May 17, 2021 Spark Programming guide
In this section, we'll discuss spark Streaming's behavior in the event of a node error event. To understand this, let's first remember some of spark RDD's basic fault tolerance semantics.
Spark runs on data from fault-07 between systems such as HDFS or S3. T herefore, any RDD that comes from fault-0100 data is fault-0. H owever, this is not the case with Spark Streaming, because Spark Streaming's data is mostly derived from the network. In order to obtain the same fault- built RDD fault tolerance, the received data needs to be repeatedly saved on multiple Spark executors of the worker node (the default replication factor is 2), which results in two types of data that need to be recovered when an error event occurs
There are two kinds of mistakes we need to be concerned about
If all the input data exists in a fault-00s file system such as HDFS, Spark Streaming can always recover and execute all the data from any error. This gives a exactly one-time semantic, that is, no matter what fails, all the data will be processed exactly once.
For receiver-based input sources, fault- tolerance semantics depend on both the failure case and the type of receiver. As discussed earlier, there are two types of receiver
Choosing which type of receiver depends on these semantics. I f a worker node fails, Reliable Receiver does not lose data, and Unreliable Receiver loses data that is received but not replicated. If the driver node fails, all data previously received and copied into memory will be lost, except in the case above, which can affect the results of stately transformation.
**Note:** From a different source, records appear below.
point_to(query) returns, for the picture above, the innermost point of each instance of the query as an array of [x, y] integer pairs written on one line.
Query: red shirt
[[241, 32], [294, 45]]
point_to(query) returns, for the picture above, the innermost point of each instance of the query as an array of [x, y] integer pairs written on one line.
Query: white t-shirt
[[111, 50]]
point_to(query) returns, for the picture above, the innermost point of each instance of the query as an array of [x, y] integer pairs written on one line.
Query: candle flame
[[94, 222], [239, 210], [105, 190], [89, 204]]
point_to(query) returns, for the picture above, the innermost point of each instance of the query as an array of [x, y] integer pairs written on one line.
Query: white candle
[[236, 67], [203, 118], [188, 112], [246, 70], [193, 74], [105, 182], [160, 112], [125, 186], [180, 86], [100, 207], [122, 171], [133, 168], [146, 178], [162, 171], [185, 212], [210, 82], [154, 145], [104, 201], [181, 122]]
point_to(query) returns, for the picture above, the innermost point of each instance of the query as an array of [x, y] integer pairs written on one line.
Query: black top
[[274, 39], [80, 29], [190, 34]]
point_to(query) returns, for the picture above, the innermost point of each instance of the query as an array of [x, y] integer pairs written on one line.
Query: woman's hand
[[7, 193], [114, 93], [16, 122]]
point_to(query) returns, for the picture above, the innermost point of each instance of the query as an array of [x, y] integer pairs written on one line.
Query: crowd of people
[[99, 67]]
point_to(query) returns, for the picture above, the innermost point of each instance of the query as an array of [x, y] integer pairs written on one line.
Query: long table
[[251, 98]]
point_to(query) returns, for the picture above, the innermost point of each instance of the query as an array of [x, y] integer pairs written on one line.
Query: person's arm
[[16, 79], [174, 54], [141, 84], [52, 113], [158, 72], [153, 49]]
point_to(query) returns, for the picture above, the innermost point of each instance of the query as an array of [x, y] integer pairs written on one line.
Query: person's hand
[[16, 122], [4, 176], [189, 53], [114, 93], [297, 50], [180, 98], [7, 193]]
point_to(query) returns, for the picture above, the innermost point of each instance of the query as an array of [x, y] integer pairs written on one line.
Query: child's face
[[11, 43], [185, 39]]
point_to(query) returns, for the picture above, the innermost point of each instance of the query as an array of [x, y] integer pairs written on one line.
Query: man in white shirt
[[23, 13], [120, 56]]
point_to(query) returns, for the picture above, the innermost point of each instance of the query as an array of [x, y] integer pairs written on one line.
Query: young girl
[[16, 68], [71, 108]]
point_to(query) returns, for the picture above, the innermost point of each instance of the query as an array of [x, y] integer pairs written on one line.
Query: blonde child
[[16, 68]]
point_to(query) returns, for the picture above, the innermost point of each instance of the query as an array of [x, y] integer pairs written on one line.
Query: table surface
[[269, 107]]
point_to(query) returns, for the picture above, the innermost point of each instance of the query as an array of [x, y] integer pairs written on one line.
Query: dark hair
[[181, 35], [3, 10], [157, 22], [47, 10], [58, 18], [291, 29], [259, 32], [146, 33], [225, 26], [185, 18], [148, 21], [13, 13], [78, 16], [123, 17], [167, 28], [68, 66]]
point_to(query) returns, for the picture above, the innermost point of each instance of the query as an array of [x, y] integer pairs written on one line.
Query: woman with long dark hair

To avoid losing data received in the past, Spark 1.2
write ahead logs
data into a fault- losing storage system.
With
write ahead logs
and Real Receiver, we can do zero data loss and acty-once semantics.
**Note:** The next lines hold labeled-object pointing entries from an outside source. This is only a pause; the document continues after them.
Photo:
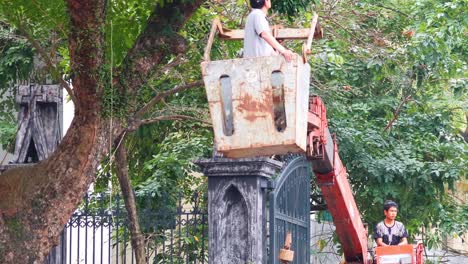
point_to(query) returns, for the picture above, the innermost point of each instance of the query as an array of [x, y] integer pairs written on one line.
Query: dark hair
[[389, 204], [257, 3]]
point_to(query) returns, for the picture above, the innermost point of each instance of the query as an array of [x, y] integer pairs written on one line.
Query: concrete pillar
[[237, 208]]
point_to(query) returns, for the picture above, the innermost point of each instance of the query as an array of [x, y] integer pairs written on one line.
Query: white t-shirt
[[254, 44]]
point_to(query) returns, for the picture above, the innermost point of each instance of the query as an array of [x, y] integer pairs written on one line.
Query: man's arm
[[287, 54], [380, 242]]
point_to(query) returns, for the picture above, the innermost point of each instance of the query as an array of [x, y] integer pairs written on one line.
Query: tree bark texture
[[37, 201], [137, 238]]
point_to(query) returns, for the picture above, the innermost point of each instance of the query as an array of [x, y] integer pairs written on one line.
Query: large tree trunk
[[37, 201], [138, 240]]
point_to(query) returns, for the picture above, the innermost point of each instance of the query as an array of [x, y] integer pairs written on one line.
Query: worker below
[[390, 232], [258, 40]]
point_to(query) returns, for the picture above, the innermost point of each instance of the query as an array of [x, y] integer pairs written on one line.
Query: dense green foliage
[[392, 73]]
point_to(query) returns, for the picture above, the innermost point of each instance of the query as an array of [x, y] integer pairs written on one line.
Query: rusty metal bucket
[[258, 105]]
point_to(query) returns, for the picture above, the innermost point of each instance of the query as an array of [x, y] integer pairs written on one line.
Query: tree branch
[[50, 65], [171, 117], [165, 94], [397, 111], [137, 239], [157, 40]]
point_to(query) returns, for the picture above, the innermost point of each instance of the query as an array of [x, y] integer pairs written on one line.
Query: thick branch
[[158, 40], [50, 65], [138, 240], [165, 94]]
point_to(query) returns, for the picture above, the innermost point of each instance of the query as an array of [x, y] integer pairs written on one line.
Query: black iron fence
[[175, 232]]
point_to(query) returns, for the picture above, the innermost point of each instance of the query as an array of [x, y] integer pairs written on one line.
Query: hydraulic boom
[[331, 175]]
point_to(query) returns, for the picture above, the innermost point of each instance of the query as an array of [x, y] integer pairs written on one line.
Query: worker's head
[[390, 209], [260, 3]]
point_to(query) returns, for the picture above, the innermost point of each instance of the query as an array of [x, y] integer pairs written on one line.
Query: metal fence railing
[[175, 231]]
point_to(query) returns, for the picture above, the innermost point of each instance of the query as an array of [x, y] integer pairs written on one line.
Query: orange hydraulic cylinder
[[332, 179]]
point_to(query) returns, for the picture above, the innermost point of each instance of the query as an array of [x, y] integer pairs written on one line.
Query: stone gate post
[[237, 208]]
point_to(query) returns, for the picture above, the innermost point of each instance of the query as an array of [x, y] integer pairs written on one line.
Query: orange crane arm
[[331, 175]]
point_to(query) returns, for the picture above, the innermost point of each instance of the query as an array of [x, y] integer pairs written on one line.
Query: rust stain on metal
[[254, 109]]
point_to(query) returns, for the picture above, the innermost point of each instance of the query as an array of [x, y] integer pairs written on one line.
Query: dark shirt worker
[[390, 232]]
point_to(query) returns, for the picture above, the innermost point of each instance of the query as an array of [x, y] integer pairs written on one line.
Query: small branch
[[171, 117], [49, 63], [396, 113], [347, 31], [392, 9], [164, 94], [137, 238]]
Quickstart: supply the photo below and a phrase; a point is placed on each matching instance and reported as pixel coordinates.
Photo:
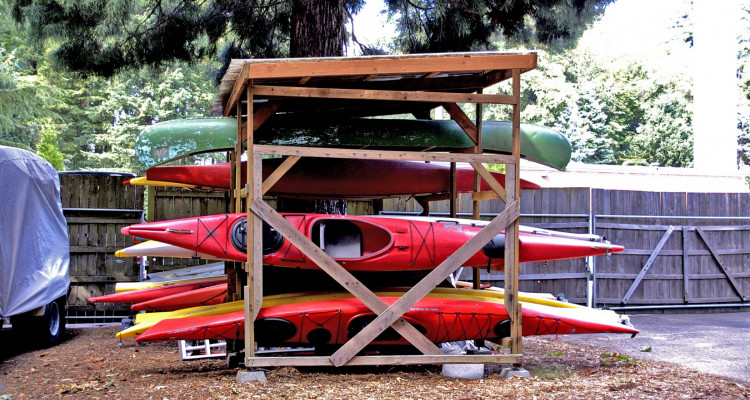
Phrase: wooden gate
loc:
(681, 248)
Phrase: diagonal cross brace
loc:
(715, 255)
(429, 282)
(342, 276)
(648, 264)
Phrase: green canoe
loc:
(176, 139)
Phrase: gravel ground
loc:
(92, 364)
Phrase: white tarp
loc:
(34, 250)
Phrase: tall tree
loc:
(104, 36)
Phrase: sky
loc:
(648, 31)
(626, 26)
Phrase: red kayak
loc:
(336, 321)
(362, 243)
(205, 296)
(337, 178)
(141, 295)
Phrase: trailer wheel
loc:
(53, 326)
(47, 330)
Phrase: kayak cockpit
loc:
(349, 239)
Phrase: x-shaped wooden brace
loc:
(387, 316)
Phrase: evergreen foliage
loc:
(441, 25)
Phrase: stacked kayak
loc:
(172, 140)
(196, 309)
(365, 243)
(331, 178)
(444, 315)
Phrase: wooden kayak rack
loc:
(256, 89)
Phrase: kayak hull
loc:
(336, 178)
(360, 243)
(334, 322)
(141, 295)
(205, 296)
(171, 140)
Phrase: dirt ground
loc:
(92, 364)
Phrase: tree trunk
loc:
(317, 28)
(317, 31)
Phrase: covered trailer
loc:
(34, 248)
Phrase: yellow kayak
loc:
(126, 286)
(144, 321)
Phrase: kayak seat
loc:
(340, 239)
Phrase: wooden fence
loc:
(681, 248)
(96, 206)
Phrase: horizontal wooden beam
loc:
(319, 361)
(327, 152)
(386, 95)
(237, 90)
(487, 176)
(388, 65)
(278, 173)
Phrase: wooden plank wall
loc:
(96, 206)
(570, 209)
(684, 251)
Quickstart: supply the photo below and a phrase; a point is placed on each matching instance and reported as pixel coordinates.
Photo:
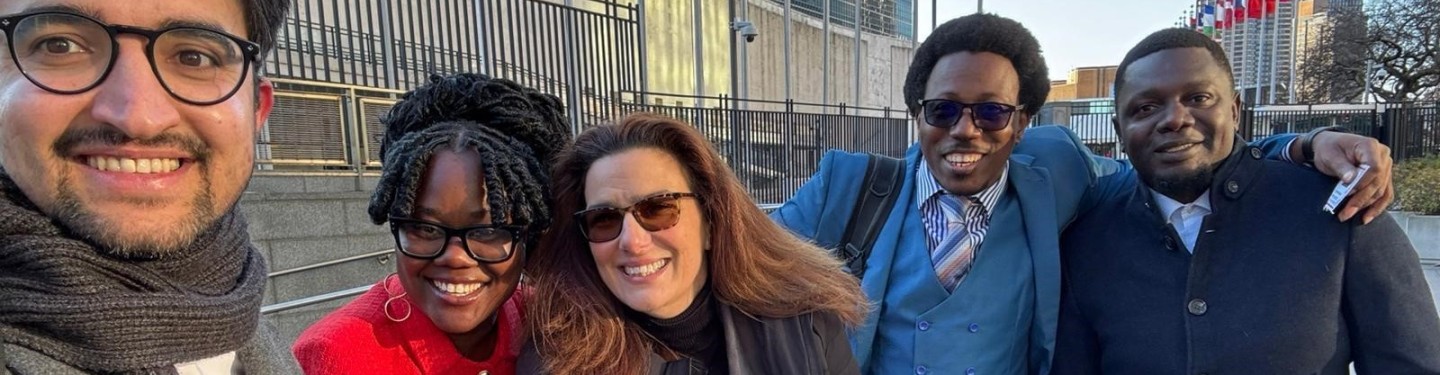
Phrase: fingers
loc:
(1362, 196)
The following table summarizes the error semantics:
Deployment Scenario | Worker Failure | Driver Failure |
---|---|---|
Spark 1.1 or earlier, spark 1.2 without the white ahead log | Buffer data loss in the case of Unreliable Receiver, and zero data loss in the case of Real Receiver and files | Buffer data loss in the case of Unreliable Receiver, data loss in the past in all cases, and zero data loss in the case of files |
Spark 1.2 with white ahead log | In the case of Reliable Receiver and files, zero data loss | In the case of Reliable Receiver and files, zero data loss |
Depending on the genealogy of the operation it determines, all the data is modeled as RDD, and all recalculations produce the same results. A
ll DStream transformations have acty-once semantics. T
hat is, even if a worker node fails, the final conversion result is the same. H
owever, output
foreachRDD
have
at-least once
semantics, which means that in the event of a worker event failure, the transformed data may be written to an external entity more than once.
With
saveAs***Files
HDFS, it is acceptable to write more than once (because the file will be overwritten with the same data).